Devlin's single intention was to get his ship away from this new ambush. “Somehow, they tracked us to this place then set a trap. There's no other explanation for it.”

“Awfully goal-oriented critters,” Tomiko said.

He flew deeper into the organ's spongy mass. In their wake, dozens of micro-devices lay damaged or destroyed—while tiny reinforcements continued to emerge from the fleshy pockets.

Some nanodevices paused at the microscopic wreckage and began picking over the ruined carbon-lattice hulks, sorting components and raw materials. The miniature robots set up work crews and went about repairing minimally damaged machines, tearing others apart for scrap. They reassembled new devices from the fullerenes and buckytubes, producing even more hunters.

With a world of resources around them, the nanocritters could copy themselves far faster than Tomiko's quick shots could destroy them. Devlin knew that Team Proteus could never outfight or outrun all of the voracious machines. They had to find another way.

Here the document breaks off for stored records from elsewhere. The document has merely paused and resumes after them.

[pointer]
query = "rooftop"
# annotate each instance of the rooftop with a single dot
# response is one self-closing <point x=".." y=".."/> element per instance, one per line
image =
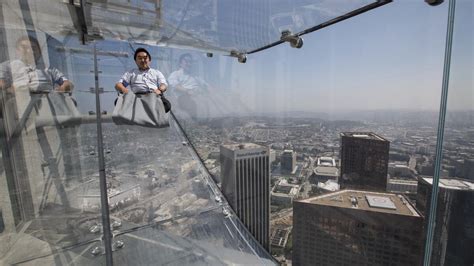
<point x="242" y="146"/>
<point x="367" y="201"/>
<point x="363" y="135"/>
<point x="326" y="170"/>
<point x="453" y="183"/>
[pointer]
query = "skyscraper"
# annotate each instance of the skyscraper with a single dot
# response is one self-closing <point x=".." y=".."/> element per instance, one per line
<point x="245" y="174"/>
<point x="454" y="229"/>
<point x="364" y="161"/>
<point x="352" y="227"/>
<point x="288" y="161"/>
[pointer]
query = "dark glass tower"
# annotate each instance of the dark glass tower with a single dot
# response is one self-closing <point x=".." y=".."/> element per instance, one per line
<point x="245" y="174"/>
<point x="364" y="161"/>
<point x="354" y="227"/>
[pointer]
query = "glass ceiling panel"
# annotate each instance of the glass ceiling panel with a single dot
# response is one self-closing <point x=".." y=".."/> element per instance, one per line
<point x="210" y="25"/>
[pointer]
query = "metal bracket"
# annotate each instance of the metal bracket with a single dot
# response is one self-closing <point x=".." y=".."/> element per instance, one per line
<point x="241" y="57"/>
<point x="80" y="12"/>
<point x="434" y="2"/>
<point x="294" y="40"/>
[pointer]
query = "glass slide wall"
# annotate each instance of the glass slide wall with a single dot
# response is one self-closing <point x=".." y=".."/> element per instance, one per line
<point x="320" y="155"/>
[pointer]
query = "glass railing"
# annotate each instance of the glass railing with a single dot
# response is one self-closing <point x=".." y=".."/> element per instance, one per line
<point x="320" y="155"/>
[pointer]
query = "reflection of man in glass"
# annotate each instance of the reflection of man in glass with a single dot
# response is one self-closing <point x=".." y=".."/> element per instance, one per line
<point x="28" y="71"/>
<point x="143" y="79"/>
<point x="187" y="88"/>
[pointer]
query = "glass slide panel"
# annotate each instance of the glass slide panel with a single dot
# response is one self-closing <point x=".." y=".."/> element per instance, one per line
<point x="454" y="225"/>
<point x="50" y="201"/>
<point x="164" y="207"/>
<point x="210" y="25"/>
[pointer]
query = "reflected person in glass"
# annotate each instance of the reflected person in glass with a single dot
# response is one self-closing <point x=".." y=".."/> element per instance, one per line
<point x="28" y="71"/>
<point x="143" y="79"/>
<point x="189" y="89"/>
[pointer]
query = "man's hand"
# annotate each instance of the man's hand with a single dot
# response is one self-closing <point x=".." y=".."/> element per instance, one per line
<point x="121" y="88"/>
<point x="65" y="87"/>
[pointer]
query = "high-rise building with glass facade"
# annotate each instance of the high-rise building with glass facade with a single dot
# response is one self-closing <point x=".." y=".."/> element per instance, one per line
<point x="245" y="173"/>
<point x="454" y="229"/>
<point x="364" y="161"/>
<point x="352" y="227"/>
<point x="288" y="161"/>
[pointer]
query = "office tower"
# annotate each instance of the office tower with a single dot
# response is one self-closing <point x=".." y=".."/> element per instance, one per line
<point x="364" y="161"/>
<point x="245" y="173"/>
<point x="288" y="161"/>
<point x="353" y="227"/>
<point x="454" y="229"/>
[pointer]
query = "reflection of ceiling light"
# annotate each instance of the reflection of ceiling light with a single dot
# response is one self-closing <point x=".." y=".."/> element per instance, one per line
<point x="434" y="2"/>
<point x="241" y="57"/>
<point x="294" y="40"/>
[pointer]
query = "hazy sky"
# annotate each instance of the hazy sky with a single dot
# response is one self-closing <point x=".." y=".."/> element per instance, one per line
<point x="387" y="58"/>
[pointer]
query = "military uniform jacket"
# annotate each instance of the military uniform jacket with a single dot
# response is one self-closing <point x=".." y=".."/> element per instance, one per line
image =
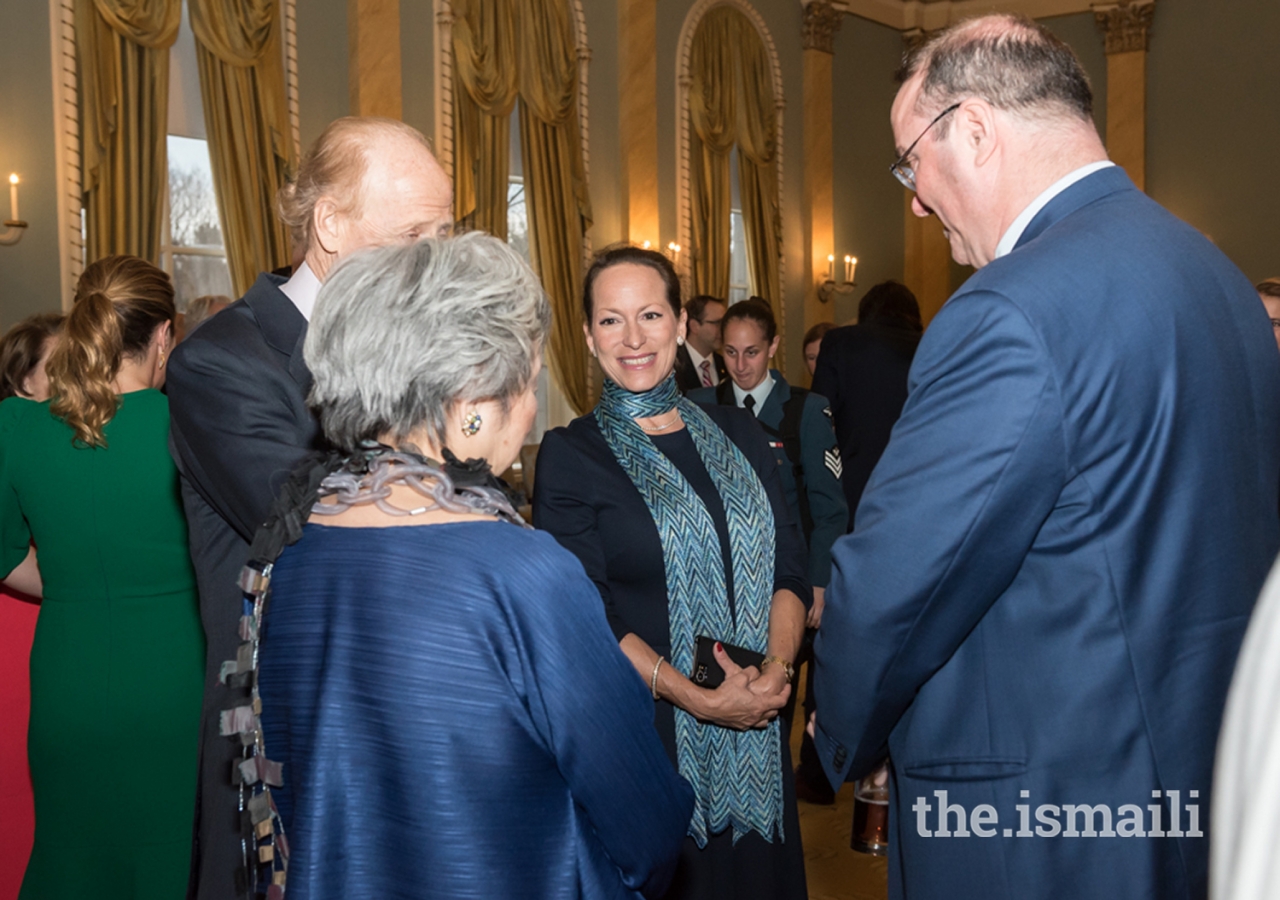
<point x="819" y="464"/>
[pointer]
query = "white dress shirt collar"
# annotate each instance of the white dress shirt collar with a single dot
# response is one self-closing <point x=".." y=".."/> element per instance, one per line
<point x="1015" y="231"/>
<point x="699" y="359"/>
<point x="302" y="288"/>
<point x="760" y="392"/>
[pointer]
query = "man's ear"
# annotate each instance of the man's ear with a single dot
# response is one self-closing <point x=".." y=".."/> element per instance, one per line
<point x="977" y="123"/>
<point x="327" y="224"/>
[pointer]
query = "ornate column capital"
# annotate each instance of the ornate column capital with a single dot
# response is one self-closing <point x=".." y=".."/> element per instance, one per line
<point x="821" y="23"/>
<point x="1125" y="26"/>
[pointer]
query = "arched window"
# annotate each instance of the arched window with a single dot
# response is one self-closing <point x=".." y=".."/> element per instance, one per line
<point x="730" y="154"/>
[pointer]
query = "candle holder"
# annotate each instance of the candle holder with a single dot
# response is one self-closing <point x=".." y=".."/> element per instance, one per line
<point x="13" y="231"/>
<point x="830" y="288"/>
<point x="13" y="227"/>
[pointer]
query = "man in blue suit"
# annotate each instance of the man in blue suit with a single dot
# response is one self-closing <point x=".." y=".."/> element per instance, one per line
<point x="1052" y="566"/>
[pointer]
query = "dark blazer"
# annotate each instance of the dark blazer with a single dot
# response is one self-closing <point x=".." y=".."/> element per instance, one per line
<point x="1056" y="558"/>
<point x="240" y="423"/>
<point x="819" y="465"/>
<point x="688" y="378"/>
<point x="862" y="371"/>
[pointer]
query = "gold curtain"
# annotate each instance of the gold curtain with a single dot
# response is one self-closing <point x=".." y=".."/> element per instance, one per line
<point x="731" y="103"/>
<point x="560" y="209"/>
<point x="503" y="49"/>
<point x="758" y="167"/>
<point x="484" y="91"/>
<point x="123" y="53"/>
<point x="713" y="117"/>
<point x="246" y="115"/>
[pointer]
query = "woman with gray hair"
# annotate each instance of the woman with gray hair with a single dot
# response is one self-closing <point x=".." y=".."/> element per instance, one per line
<point x="439" y="681"/>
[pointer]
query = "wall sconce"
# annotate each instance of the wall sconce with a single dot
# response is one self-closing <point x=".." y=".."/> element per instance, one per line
<point x="828" y="288"/>
<point x="13" y="225"/>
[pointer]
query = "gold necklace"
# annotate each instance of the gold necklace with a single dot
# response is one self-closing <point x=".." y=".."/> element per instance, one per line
<point x="656" y="429"/>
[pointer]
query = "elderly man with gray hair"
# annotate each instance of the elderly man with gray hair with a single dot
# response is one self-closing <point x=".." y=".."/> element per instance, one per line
<point x="478" y="723"/>
<point x="1055" y="558"/>
<point x="240" y="417"/>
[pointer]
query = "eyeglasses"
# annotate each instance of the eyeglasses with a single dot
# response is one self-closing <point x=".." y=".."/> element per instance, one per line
<point x="900" y="169"/>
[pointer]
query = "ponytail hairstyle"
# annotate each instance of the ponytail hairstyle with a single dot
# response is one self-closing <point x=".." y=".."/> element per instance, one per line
<point x="119" y="302"/>
<point x="754" y="309"/>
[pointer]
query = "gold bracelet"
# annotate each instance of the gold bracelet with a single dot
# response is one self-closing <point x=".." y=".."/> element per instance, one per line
<point x="786" y="667"/>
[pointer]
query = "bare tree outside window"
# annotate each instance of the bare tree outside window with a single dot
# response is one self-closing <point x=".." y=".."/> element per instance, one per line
<point x="193" y="254"/>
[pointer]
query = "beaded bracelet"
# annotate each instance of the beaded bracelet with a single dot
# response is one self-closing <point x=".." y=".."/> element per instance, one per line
<point x="653" y="681"/>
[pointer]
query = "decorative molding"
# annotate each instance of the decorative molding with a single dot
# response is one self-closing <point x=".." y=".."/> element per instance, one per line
<point x="684" y="179"/>
<point x="821" y="23"/>
<point x="1125" y="27"/>
<point x="289" y="12"/>
<point x="442" y="85"/>
<point x="67" y="150"/>
<point x="933" y="14"/>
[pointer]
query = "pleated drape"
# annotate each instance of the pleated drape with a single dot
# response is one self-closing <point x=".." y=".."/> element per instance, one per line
<point x="731" y="103"/>
<point x="247" y="120"/>
<point x="123" y="54"/>
<point x="560" y="209"/>
<point x="503" y="49"/>
<point x="484" y="91"/>
<point x="713" y="115"/>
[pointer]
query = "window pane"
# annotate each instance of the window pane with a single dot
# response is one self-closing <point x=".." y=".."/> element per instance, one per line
<point x="197" y="275"/>
<point x="192" y="206"/>
<point x="517" y="218"/>
<point x="739" y="277"/>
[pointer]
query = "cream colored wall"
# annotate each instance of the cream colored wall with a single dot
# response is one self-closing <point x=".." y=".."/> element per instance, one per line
<point x="1212" y="127"/>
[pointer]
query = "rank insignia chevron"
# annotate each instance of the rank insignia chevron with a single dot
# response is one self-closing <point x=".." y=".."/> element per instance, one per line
<point x="831" y="458"/>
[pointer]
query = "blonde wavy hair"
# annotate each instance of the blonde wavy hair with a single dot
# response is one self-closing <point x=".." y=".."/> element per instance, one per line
<point x="119" y="304"/>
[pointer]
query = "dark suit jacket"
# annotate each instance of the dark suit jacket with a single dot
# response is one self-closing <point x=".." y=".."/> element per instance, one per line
<point x="240" y="423"/>
<point x="862" y="370"/>
<point x="1055" y="560"/>
<point x="688" y="378"/>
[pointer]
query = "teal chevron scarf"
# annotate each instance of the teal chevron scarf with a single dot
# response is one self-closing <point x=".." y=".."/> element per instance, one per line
<point x="736" y="775"/>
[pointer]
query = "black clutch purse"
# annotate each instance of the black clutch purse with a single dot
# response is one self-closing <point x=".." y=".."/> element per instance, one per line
<point x="708" y="672"/>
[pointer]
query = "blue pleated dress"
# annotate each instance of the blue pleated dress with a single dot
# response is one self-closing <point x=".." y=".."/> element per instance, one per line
<point x="456" y="720"/>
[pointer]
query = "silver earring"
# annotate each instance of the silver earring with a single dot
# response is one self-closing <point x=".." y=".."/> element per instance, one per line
<point x="471" y="424"/>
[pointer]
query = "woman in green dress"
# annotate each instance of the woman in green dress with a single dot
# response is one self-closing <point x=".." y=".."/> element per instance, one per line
<point x="118" y="661"/>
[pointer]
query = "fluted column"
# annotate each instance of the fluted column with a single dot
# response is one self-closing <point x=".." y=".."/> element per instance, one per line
<point x="1125" y="28"/>
<point x="821" y="23"/>
<point x="638" y="118"/>
<point x="374" y="58"/>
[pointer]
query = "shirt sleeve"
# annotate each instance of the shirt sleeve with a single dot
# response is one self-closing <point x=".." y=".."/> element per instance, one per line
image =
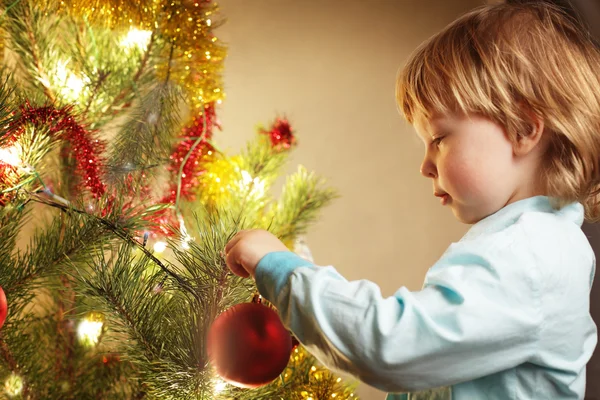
<point x="478" y="313"/>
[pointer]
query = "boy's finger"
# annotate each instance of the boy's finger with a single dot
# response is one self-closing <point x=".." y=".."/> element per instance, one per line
<point x="234" y="265"/>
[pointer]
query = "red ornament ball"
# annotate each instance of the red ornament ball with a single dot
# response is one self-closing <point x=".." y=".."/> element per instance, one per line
<point x="3" y="307"/>
<point x="248" y="345"/>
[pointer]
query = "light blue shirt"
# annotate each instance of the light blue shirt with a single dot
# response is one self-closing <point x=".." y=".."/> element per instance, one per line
<point x="503" y="314"/>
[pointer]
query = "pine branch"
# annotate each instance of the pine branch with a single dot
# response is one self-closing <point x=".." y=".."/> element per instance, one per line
<point x="145" y="139"/>
<point x="304" y="194"/>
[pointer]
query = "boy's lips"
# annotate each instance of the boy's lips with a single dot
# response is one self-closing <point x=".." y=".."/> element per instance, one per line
<point x="444" y="197"/>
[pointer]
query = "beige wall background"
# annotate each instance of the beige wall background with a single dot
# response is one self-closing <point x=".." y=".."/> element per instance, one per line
<point x="330" y="67"/>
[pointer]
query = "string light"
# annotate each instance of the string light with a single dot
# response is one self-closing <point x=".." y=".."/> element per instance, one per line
<point x="137" y="38"/>
<point x="219" y="385"/>
<point x="159" y="247"/>
<point x="13" y="385"/>
<point x="90" y="329"/>
<point x="10" y="155"/>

Their best hope was to get out of the extraterrestrial body and escape the trap.

Devlin descended through dark catacombs into a biological wilderness. He had no idea where he was going, and their time grew shorter every second. Now they had only an hour before they grew back to normal size.

The ever-multiplying nanomachines marshaled their forces and continued the hunt.

Chapter 32

Mission clock: 1:10 remaining

Seated a dozen light years away, as far as Team Proteus was concerned, Felix Hunter clasped his large hands around his knees, trying to maintain his composure. After the last fragmented message from Marc, he felt as if he were frozen inside, not knowing what was happening to his crew.

Nanomachines? Swarms? Trying to stay clear? The micro-explorers hadn't been able to get another signal out. The
Mote
could already be destroyed. He should never have sent his son-in-law on the mission.

Hunter loved being at the nexus of every necessary decision, being in charge. Perhaps he should have suited up and gone inside the containment chamber with the two doctors, just to touch the specimen with his own hands…

Vasili Garamov stood up on bony legs and removed a cigarette from his pack. He held it like a talisman in his long fingers, but did not light it. He let out a slow sigh, looking as if he longed for the Cold War days, when no important decision was made outside the confines of a smoke-filled room.

Congressman Durston took great delight in pointing out, “If you want to have a smoke, Mr. Garamov, you'll need to go outside and pass through all the security procedures again. That's probably forty-five minutes, minimum. Think of everything you'll miss.”

Garamov's pale face flushed slightly at Durston's taunt. “I can endure.”